O Espiritismo é uma criança que cresce, cujos primeiros passos naturalmente são vacilantes; mas, como as crianças precoces, cedo faz pressentir a sua força. É por isto que certas pessoas se assustam e gostariam de o sufocar no berço.  Se se apresentasse como um ser tão débil quanto o supondes, não teria causado tanta emoção, nem levantado tantas animosidades, e vós mesmo não teríeis procurado combatê-lo. Deixai, então, a criança crescer e vereis o que dará o adulto.

 

Predissestes o seu fim próximo; mas inumeráveis encarnados e desencarnados também fizeram o seu horóscopo, num outro sentido. Escutai, pois, as suas previsões, que se sucedem ininterruptamente há dez anos, e se repetem em todos os pontos do globo.

 

"O Espiritismo vem combater a incredulidade, que é o elemento dissolvente da sociedade, substituindo a fé cega, que se extingue, pela fé raciocinada, que vivifica.

 

"Ele traz o elemento regenerador da Humanidade e será a bússola das gerações futuras.

 

"Como todas as grandes ideias renovadoras, deverá lutar contra a oposição dos interesses que fere e das ideias que derruba.  Suscitar-lhe-ão todos os entraves; contra ele empregarão todas as armas, leais e desleais, que julgarão próprias para derrubá-lo. Seus primeiros passos serão semeados de urzes e espinhos. Seus adeptos serão difamados, ridicularizados, vítimas da traição, da calúnia e da perseguição; terão dissabores e decepções.

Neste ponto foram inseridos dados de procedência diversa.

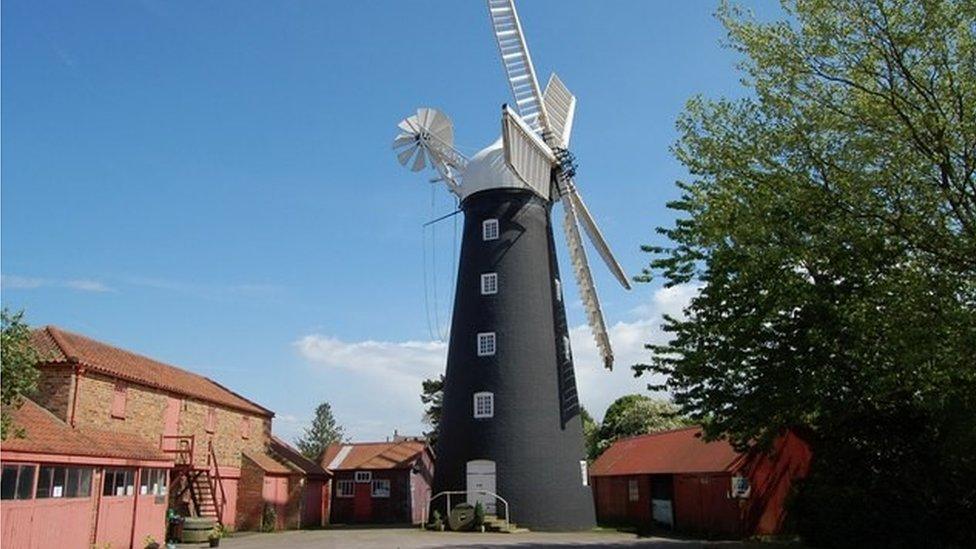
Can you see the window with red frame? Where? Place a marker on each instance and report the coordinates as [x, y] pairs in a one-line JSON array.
[[118, 399]]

Feliz aqueles cuja fé não tiver sido abalada nesses dias nefastos; que tiverem sofrido e combatido pelo triunfo da verdade, porque serão recompensados por sua coragem e perseverança.

 

"Não obstante, o Espiritismo continuará sua marcha através das ciladas e dos escolhos; é inabalável como tudo o que está na vontade de Deus, porque se apoia sobre as próprias leis da Natureza, que são as eternas leis de Deus, ao passo que tudo quanto for contrário a essas leis cairá.

 

"Pela luz que projeta sobre os pontos obscuros e controversos das Escrituras, conduzirá os homens à unidade de crença.

 

"Dando as próprias leis da Natureza por base aos princípios de igualdade, liberdade e fraternidade, fundará o reino da verdadeira caridade cristã, que é o reino de Deus na Terra, predito por Jesus-Cristo.

 

"Muitos ainda o repelem porque não o conhecem ou não o compreendem; mas quando reconhecerem que realiza as mais caras esperanças do futuro da Humanidade, aclamá-lo-ão e, assim como o Cristianismo encontrou um suporte em São Paulo, ele encontrará defensores entre os adversários da véspera. Da multidão surgirão homens de escol, que empunharão a sua causa e, pela autoridade de sua palavra, imporão silêncio aos detratores.

 

"A luta ainda durará muito tempo, porque as paixões, sobreexcitadas pelo orgulho e pelos interesses materiais, não podem acalmar-se subitamente. Mas essas paixões se extinguirão com os homens, e não passará o fim deste século sem que a nova crença tenha conquistado um lugar preponderante entre os povos civilizados, e do século próximo datará a era da regeneração."